Is RH using OSS or ALSA? If it uses OSS, try ALSA. Flash Player 9 requires ALSA, as much as I know.

Maybe this helps.

gregorian 02-27-2007 10:25 AM

I don't know. When I issue ps -e, it shows artsd in the list. I've always thought that this is the sound daemon. Besides, the problem is not limited to flash; it also applies to Chromium. Note that Flash plays the sound-- it only stops if something else is played before or during the playback of the video.

Thanks for the help.

hansalfredche 02-27-2007 10:49 AM

arts is only a sound server which uses either ALSA or OSS (if I remember correctly - at least it works with ALSA, this is sure). The new Flash Player like other applications talk to the sound "infrastructure" itself, that is either ALSA or OSS. Use your rpm manager to find out what is installed and what not. What version are installed? I remember having such problems long ago with Mandriva (was still Mandrake at the time), but they have gone now ...

gregorian 02-27-2007 12:12 PM

Well, I searched for the rpm oss, but I couldn't find it. But I found this: alsa-lib-0.9.8-1.fr.i386.rpm

Since there isn't any oss rpm on the system, I assume that the system uses alsa. It isn't a problem with Flash Player 9. If there was a problem with alsa, it should not have played the sound in the first place, right? What I can't understand is-- why do Chromium and flash stop playing sound after any sound is played on the system?

Is something "capturing" the sound device as it is called?

reddazz 02-27-2007 01:11 PM

I doubt that you are using alsa because with alsa you can play sounds from multiple apps at the same time without one source stopping. Instead of wasting time with an old, outdated and unsupported distro why not just use something newer e.g. Fedora Core. All modern distros support alsa out of the box and OSS has now been deprecated.

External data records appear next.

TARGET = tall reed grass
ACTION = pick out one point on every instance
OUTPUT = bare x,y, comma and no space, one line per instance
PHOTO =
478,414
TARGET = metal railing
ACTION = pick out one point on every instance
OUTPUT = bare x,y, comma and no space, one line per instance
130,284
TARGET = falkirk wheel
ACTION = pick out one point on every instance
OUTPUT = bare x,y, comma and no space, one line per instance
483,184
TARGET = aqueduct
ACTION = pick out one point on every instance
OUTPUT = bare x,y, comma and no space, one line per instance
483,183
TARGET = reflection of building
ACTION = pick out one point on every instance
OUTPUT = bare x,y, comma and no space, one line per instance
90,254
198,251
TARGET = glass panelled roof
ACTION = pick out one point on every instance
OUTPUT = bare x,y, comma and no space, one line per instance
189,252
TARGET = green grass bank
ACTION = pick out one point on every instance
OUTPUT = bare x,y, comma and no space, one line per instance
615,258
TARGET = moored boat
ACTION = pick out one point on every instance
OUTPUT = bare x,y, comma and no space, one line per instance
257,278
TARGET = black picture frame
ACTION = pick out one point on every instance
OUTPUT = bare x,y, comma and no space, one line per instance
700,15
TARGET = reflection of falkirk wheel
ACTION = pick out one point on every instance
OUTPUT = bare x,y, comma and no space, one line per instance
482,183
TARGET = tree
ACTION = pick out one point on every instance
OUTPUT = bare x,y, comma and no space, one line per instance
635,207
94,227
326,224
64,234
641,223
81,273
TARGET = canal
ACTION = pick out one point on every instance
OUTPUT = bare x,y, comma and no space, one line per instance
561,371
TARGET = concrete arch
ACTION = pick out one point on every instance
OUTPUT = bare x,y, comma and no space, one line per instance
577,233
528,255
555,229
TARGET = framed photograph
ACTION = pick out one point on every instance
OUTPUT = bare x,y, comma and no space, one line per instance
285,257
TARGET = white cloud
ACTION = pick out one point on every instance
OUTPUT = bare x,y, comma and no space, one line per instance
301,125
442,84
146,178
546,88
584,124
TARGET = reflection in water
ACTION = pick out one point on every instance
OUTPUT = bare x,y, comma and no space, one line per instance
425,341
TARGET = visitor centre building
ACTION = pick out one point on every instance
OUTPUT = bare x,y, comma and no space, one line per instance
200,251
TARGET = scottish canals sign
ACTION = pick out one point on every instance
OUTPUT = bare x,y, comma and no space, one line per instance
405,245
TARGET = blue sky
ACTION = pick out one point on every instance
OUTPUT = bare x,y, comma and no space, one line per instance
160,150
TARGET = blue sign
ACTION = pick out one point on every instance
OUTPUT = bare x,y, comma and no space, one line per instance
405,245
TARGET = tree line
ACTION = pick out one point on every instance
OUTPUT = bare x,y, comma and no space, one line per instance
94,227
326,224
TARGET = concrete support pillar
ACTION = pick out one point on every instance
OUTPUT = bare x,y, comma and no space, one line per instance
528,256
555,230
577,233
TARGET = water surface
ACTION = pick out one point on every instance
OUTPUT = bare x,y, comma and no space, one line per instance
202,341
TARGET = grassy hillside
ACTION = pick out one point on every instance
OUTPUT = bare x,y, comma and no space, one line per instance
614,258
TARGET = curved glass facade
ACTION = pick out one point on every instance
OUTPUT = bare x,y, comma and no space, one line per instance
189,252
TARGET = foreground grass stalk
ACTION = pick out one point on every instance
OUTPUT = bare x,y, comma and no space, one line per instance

hansalfredche 02-27-2007 01:30 PM

Well, at least older versions of ALSA did not allow more than one application accessing the sound card (if the card didn't supported it itself, like many on-board chips). You could try to update your ALSA package, seems there are some more recent packages on http://rpm.pbone.net .

@reddazz

It seems gregorian has (an old version of) ALSA installed. And like I wrote above, at least older (but not THAT old) versions of ALSA wouldn't allow more than one application. I had the problem myself. Why change if the rest works? He could just as well change to Ubuntu then ;)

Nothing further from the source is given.